I honestly hope it's soon. Every time I think about it, I get really nervous. I don't know what she was thinking when she said yes; hell, I don't remember what I was thinking, offering myself for marriage. I'm twenty-one, I'm not really ready for this!

Except, well, father seems okay with it, and my sisters all are on board with the idea. Oh, that reminds me! We've totally made up. Sometimes father slips and calls me by that awful name, but he's actually called me Henry a few times unprompted! I have hope for the man. Mother is...a bit stubborn, but she'll come around. They act so similar sometimes, I think they'd actually like each other! Or...or they'd yell at each other for the next forty years. One or the other; hopefully the former, probably the latter.

I kind of just fast-forwarded two years. I'm working at Hogwarts!
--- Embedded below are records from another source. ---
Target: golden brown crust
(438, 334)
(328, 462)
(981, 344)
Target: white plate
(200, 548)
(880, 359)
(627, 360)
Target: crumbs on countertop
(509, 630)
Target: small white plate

Yeah, the wizard school. Yes, I'm still magic-less. I just started in July of this year, so it's a bit confusing for me, and other than getting censured by the board of governors (they're the guys who run the school) I think I'm doing pretty well! You know, for a guy who never actually attended any formal schooling, other than whatever my girlfriend told me about Japanese schools and the education I had getting the crap beaten out of me by my teacher, but you already knew that, seeing as how you're a book that I used to write in all the time. I have a club, too, and my sisters are in it. Today, Daphne nearly blew everyone up, it was hilarious in hindsight. Not so much during the actual event. Thankfully, I knew how to defuse a polarized earth rune bomb; if I didn't, well...

I'm honestly scared, diary. Something big is happening, and I don't know if I can manage to survive it. If, in the event that I'm already dead, and somebody comes and reads these entries, once they get to this part, please, contact everyone I've ever met. You'll know, since you've already read the previous entries. Please, tell them that I love them. I don't know if I'll get the chance to, so I'm writing this down here, just to make sure that they know. It never hurts to be paranoid, except in relationships, and this thing we have here isn't a relationship. You're a book. It wouldn't work out. And if you're reading this, then I'm dead, and that would work out even less. Please for the love of sanity don't call a necromancer; I have enough problems as it is.

Oh well. Enough dark thoughts. Back to work for me! Papers, ugh.